61% cite rising costs of everyday goods and services as top concern

MERRILL, Wis. – A new national survey — 2026 Charitable Giving in America1 — from Church Mutual Insurance Company, S.I. (a stock insurer)2 reveals that even as economic conditions show signs of improvement heading into 2026, many Americans remain financially cautious. One in four adults (25%) say they still plan to reduce their charitable giving due to ongoing concerns about their household finances and the broader economy.

While recent indicators suggest easing inflation and stabilizing conditions in several areas, the survey data of 1,010 U.S. adults shows that many households have not yet fully felt the relief — and lingering uncertainty continues to influence giving decisions in the year ahead.

Lingering financial pressures continue to shape giving

Respondents reported a mix of ongoing financial pressures that are influencing charitable giving plans:

  • 61% remain concerned about the rising cost of everyday goods and services.
  • 33% are focused on managing routine debt payments.
  • 22% are concerned about job stability for themselves or their partner.
  • 46% still worry about the possibility of worsening economic conditions or a future recession.

Together, the findings suggest that despite improving economic signals, many households continue to take a cautious approach to discretionary spending — including charitable donations.

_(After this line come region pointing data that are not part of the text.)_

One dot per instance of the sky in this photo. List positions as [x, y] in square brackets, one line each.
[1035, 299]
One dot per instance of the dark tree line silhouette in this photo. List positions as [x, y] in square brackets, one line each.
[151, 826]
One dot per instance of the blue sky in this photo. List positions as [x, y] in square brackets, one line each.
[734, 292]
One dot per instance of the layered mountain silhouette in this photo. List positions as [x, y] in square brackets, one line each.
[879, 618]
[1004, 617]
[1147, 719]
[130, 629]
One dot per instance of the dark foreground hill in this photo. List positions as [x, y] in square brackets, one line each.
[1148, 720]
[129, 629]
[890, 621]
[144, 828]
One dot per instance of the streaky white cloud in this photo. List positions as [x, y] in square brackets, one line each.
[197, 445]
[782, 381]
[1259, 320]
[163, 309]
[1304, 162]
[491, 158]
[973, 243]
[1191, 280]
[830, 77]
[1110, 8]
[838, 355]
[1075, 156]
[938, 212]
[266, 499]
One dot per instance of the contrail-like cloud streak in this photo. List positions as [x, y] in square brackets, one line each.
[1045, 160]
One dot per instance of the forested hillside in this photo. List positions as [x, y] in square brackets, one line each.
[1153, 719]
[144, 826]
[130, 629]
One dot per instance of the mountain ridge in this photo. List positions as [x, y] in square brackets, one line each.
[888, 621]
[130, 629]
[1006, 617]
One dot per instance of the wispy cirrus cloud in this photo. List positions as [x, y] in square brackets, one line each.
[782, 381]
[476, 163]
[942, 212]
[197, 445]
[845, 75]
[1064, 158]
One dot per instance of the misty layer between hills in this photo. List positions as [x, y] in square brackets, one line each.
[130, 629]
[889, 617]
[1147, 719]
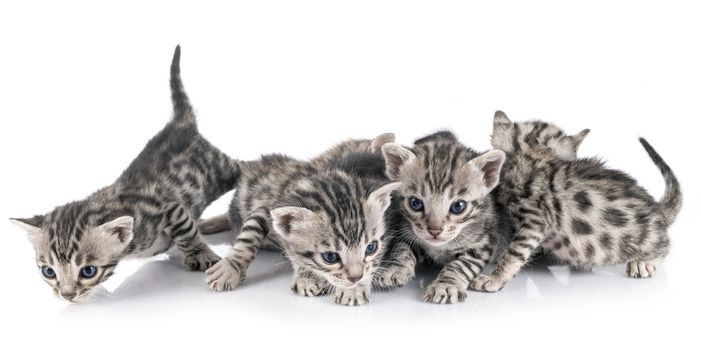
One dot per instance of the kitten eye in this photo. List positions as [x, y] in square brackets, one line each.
[48, 272]
[416, 204]
[88, 271]
[371, 248]
[330, 257]
[458, 207]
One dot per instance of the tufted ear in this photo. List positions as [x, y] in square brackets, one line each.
[396, 158]
[578, 138]
[500, 118]
[288, 220]
[489, 164]
[120, 229]
[31, 225]
[382, 197]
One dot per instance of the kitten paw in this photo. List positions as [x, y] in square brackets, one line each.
[223, 276]
[352, 297]
[309, 286]
[641, 269]
[200, 261]
[392, 277]
[487, 283]
[445, 293]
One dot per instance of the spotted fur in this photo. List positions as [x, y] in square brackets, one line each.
[578, 210]
[153, 205]
[439, 171]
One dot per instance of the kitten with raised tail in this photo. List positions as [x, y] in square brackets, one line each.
[326, 215]
[578, 210]
[452, 220]
[152, 206]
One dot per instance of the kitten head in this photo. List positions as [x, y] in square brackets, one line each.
[444, 185]
[74, 256]
[535, 137]
[334, 227]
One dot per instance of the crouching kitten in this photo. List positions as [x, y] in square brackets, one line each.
[153, 205]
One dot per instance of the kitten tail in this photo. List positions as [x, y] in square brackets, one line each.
[182, 110]
[671, 201]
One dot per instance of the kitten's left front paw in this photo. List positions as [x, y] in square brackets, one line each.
[223, 276]
[487, 283]
[352, 297]
[200, 261]
[445, 293]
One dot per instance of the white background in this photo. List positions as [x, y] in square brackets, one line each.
[83, 86]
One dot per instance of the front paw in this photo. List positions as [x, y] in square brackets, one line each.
[392, 277]
[309, 286]
[487, 283]
[224, 276]
[359, 295]
[445, 293]
[201, 260]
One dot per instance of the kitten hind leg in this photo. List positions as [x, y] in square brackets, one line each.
[230, 271]
[642, 269]
[183, 230]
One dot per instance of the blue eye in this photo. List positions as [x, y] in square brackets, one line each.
[416, 204]
[88, 271]
[458, 207]
[371, 248]
[48, 272]
[330, 257]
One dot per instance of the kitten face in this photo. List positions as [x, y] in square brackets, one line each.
[342, 247]
[443, 184]
[73, 259]
[535, 137]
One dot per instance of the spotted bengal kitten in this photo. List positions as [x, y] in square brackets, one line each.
[577, 210]
[326, 215]
[445, 196]
[153, 205]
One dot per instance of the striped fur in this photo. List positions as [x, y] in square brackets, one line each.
[578, 211]
[154, 204]
[328, 204]
[439, 172]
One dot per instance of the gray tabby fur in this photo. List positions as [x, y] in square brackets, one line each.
[578, 210]
[153, 205]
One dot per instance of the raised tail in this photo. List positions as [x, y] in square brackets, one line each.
[182, 110]
[671, 201]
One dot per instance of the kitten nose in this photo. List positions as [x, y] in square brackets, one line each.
[435, 232]
[355, 278]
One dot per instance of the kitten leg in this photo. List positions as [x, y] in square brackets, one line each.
[520, 249]
[397, 267]
[231, 271]
[308, 284]
[641, 269]
[355, 296]
[184, 233]
[452, 282]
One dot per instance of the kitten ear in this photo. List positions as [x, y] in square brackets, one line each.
[31, 225]
[121, 228]
[396, 157]
[500, 118]
[289, 219]
[380, 140]
[578, 138]
[490, 165]
[382, 197]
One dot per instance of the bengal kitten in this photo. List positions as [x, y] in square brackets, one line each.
[153, 205]
[578, 210]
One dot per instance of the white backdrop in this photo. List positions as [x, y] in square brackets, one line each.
[83, 86]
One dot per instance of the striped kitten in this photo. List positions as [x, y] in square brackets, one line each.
[327, 219]
[577, 210]
[444, 194]
[153, 205]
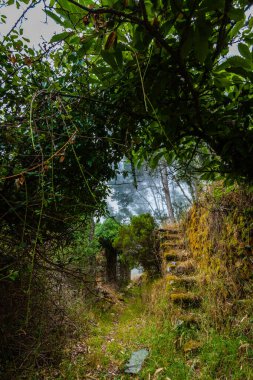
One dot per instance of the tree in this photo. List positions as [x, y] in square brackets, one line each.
[136, 242]
[167, 62]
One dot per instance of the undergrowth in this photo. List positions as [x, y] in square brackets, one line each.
[145, 321]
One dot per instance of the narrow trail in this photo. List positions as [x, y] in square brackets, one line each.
[166, 318]
[145, 320]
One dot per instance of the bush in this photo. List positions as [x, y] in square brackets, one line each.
[136, 242]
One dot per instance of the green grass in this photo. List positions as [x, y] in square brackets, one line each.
[144, 322]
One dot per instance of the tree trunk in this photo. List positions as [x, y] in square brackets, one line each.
[111, 265]
[166, 190]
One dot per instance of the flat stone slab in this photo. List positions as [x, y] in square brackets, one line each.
[135, 362]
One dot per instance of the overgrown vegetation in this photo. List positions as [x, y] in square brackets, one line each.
[152, 82]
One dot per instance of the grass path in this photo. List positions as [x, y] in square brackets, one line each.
[123, 329]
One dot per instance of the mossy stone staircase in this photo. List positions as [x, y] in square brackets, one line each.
[181, 274]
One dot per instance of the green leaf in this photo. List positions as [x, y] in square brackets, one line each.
[109, 57]
[244, 51]
[55, 17]
[236, 14]
[61, 36]
[237, 61]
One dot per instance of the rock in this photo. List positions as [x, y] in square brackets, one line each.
[135, 362]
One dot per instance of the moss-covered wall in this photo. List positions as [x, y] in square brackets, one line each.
[219, 233]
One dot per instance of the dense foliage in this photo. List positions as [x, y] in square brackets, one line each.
[136, 242]
[168, 64]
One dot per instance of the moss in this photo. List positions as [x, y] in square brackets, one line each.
[192, 346]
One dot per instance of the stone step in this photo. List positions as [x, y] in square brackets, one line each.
[185, 267]
[173, 230]
[169, 245]
[188, 320]
[176, 255]
[183, 281]
[185, 299]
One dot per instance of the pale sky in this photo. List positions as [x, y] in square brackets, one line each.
[34, 26]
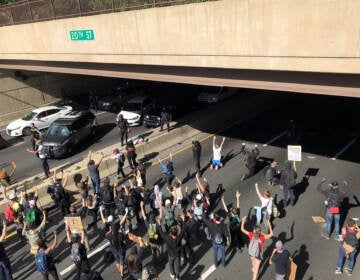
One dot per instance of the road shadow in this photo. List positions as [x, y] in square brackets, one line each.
[301, 259]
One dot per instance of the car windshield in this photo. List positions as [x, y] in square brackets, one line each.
[58, 130]
[132, 107]
[29, 116]
[211, 90]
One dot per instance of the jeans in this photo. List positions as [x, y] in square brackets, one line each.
[45, 166]
[53, 273]
[329, 219]
[341, 257]
[95, 184]
[216, 248]
[287, 191]
[174, 263]
[5, 270]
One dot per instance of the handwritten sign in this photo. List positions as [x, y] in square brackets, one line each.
[294, 153]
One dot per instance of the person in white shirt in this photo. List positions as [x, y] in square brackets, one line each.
[266, 205]
[216, 161]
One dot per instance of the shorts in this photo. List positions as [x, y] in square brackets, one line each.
[119, 258]
[216, 162]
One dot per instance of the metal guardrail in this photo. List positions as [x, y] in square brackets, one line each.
[40, 10]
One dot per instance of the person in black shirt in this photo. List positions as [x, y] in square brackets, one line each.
[124, 129]
[173, 242]
[219, 234]
[196, 150]
[5, 268]
[281, 258]
[78, 250]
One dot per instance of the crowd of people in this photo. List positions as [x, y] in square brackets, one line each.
[179, 217]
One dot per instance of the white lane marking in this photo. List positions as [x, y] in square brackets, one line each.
[207, 273]
[275, 138]
[344, 149]
[71, 267]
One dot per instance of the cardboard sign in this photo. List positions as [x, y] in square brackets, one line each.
[294, 153]
[74, 223]
[292, 268]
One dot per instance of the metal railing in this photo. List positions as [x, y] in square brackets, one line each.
[40, 10]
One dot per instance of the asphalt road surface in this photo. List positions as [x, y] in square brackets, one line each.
[330, 149]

Where Americans continue to give

Even amid financial caution, charitable giving remains widespread, especially in support of faith-based and community organizations:

  • 74% donate to houses of worship
  • 34% give to other nonprofit organizations.
  • 33% donate to schools and education-related causes.
  • 11% give to camps or outdoor recreation organizations.

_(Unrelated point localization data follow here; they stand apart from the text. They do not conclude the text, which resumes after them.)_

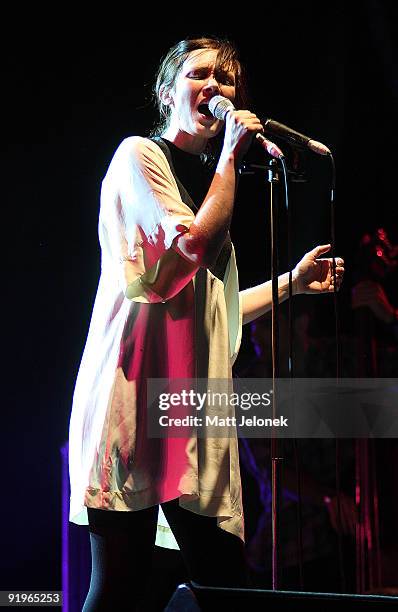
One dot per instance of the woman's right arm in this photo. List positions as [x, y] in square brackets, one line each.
[206, 235]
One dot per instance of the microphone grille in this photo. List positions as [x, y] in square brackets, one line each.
[219, 106]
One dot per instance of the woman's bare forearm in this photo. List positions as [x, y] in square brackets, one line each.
[204, 240]
[256, 301]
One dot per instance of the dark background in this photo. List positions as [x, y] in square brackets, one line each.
[72, 91]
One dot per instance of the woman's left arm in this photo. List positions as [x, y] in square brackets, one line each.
[311, 275]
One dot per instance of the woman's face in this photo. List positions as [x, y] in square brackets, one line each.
[197, 82]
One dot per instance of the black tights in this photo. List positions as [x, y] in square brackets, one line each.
[122, 546]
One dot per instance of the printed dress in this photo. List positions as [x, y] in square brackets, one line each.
[155, 316]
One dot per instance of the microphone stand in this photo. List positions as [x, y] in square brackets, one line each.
[276, 460]
[297, 175]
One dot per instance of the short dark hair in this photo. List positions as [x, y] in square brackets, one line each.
[171, 64]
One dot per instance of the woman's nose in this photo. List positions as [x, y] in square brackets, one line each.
[212, 84]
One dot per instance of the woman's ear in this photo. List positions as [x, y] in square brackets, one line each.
[165, 96]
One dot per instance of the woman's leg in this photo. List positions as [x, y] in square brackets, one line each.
[122, 545]
[213, 556]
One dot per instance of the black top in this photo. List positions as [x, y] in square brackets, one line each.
[192, 173]
[193, 179]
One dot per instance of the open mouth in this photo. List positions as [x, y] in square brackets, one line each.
[203, 109]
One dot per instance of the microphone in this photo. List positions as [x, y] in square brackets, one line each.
[283, 131]
[220, 107]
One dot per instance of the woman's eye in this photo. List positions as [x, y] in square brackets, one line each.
[197, 75]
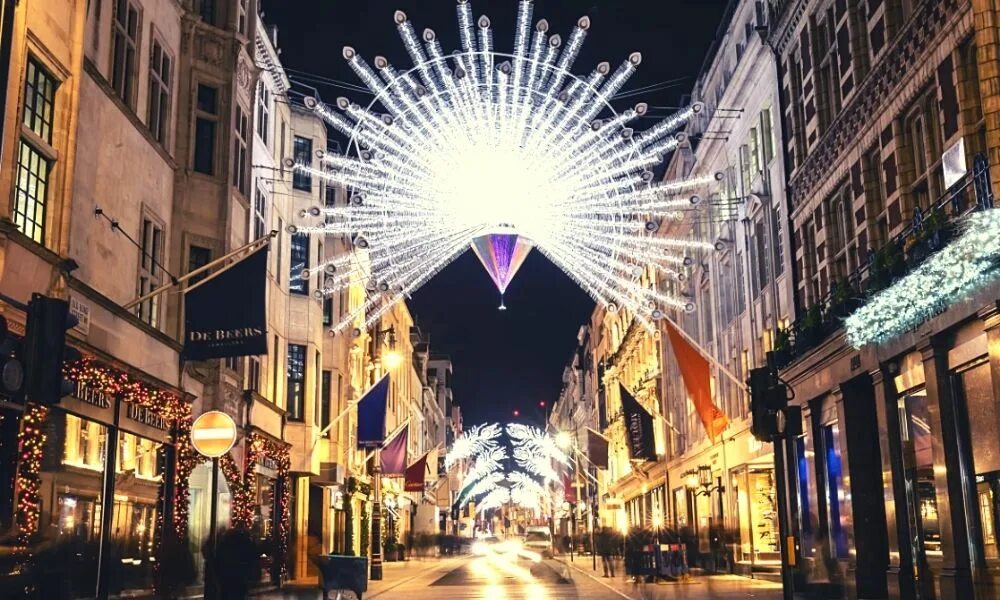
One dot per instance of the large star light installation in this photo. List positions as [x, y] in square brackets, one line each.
[500, 152]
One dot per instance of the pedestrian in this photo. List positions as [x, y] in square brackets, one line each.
[605, 547]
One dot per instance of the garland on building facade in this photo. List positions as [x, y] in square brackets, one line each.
[30, 443]
[100, 378]
[242, 487]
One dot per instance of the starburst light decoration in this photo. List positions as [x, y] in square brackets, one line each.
[481, 143]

Growing worries about nonprofit stability

More than half of Americans (54%) say they are concerned about the financial health of the charitable organizations they support — underscoring a challenge nonprofits face as they balance increasing demand for their services with uncertain funding through private philanthropy and government programs.

“Over the past year, many nonprofits have navigated funding uncertainty, which has increased the need for private philanthropy through individual donations,” said Elisabeth Aleman, assistant vice president - Nonprofit and Human Services.  “However, what we’re starting to see is that although economic indicators are gradually improving, donors are still cautious and protective of their finances. At the same time, nonprofits continue to see elevated demand without much change in resources, which means they’re doing more with less.”

About the survey 

2026 Charitable giving in America is the latest in Church Mutual’s Risk Radar initiative that provides proprietary, primary research to gather key, forward-looking insights for nonprofits, schools, camps and houses of worship, helping them maximize opportunities and minimize risk. 2026 Charitable Giving in America surveyed 1,010 U.S. adults (ages 18+).

About Church Mutual 

Church Mutual Insurance Company, S.I., founded in 1897, offers specialized insurance for religious organizations of all denominations, public and private K-12 schools, colleges and universities, secular and non-secular camps and conference centers, and nonprofit and human services organizations throughout the United States. To learn more, visit churchmutual.com.

# # # 

1Church Mutual Insurance Company, S.I. conducted an online survey through Padilla, The Church Mutual Risk Radar Report — 2026 Charitable Giving in America, in December 2025, with a nationally representative sample of 1,010 adults aged 18+. 
2Church Mutual is a stock insurer whose policyholders are members of the parent mutual holding company formed on 1/1/20.  S.I. = a stock insurer.